Productivity. Look for evidence of productivity while still demanding simplicity in communication of results. Prepare to be amazed here; some stronger candidates do a pretty incredible amount of work in a short time. Depending on the tool used, high productivity (taken together with logical reasoning, organization, a clear framework and consistent use of terminology, etc.) is one clue that the candidate is or has potential to become a strong coder.
Creativity. Expect to learn something new (and non-canonical) from the presentation. The candidate should look at things at least a little bit differently than anyone else in your organization and go beyond textbook methods.
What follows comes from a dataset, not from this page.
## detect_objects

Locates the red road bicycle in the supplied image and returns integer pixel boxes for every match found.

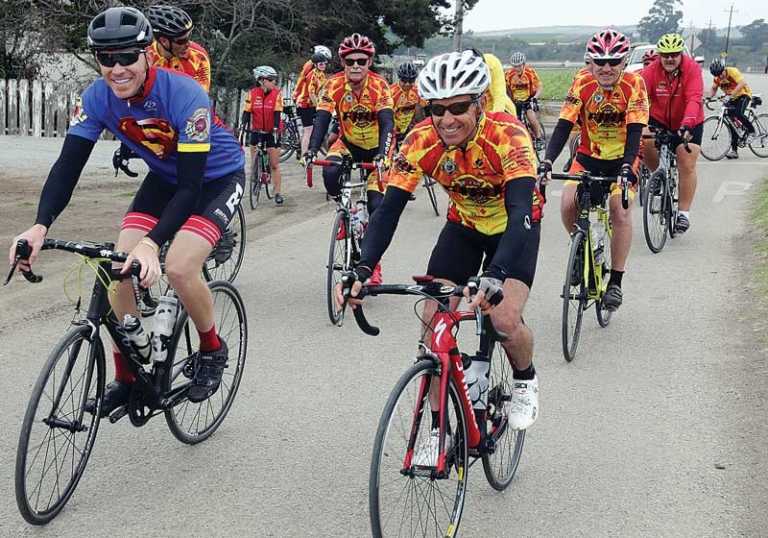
[345,275,525,536]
Connoisseurship of good science. You’re hiring a scientist, so evaluate the candidate on rationality and skepticism. The candidate should pay explicit attention to issues of experimental design and validation, causality, bias, normalization, significance, etc. If a model is created the data should be split into modeling and testing sets, time trends should be interrogated to make sure results are meaningful, and so forth. Talking in terms of black boxes and magic is not a good sign. Measured confidence is a positive trait but humility in the face of reason is equally as important for a data scientist role.
Curiosity, passion, and resourcefulness. These are traits that help employees grow; if you find a high potential individual who possesses them in spades but is missing some experience then the hire may be well worth the training effort. Candidates with these skills will be able to figure out more about the data set, the problem, and your business than you expected given the information provided. The Internet and scientific literature are their friends. Pay attention to candidates who say they enjoyed the exercise, ask for ways to improve their solution, or express interest in continuing the investigation.
Practicality. The candidate should define success metrics that make sense. Conclusions should be actionable: they should solve meaningful business problems. The candidate should possess the mentality to get initial actionable results quickly and iterate, particularly if you are hiring for a product development role.
Attention to detail. The work should be thorough and the presentation should be relatively free from logical and typographical errors. The candidate should notice irregularities in the data and detect and correct for systemic biases. For example, in the case of time series the candidate should account for series cut off by the end of the sample period. Pay particular attention to how the candidate handles missing data.
Performance expected from a new employee. What you see is what you get. The presentation is a very good indication of what the output of a candidate’s first few projects will look like. You can blame performance less than what you’d expect from a new employee on any number of factors, but in practice job applicants put their best foot forward. Make sure the output works for you before proceeding.
Wow factor. Finally, expect to be wowed. Taken together, these criteria may seem like a steep order, but keep your expectations sky high. Data scientists who can make a real impact on your business are not junior employees and, to succeed, must excel in many of these areas. Despite the talent shortage, there are still good people on the market. If you have rich data sets and impactful problems, you should be able to attract talent. Just be ready to pay for it.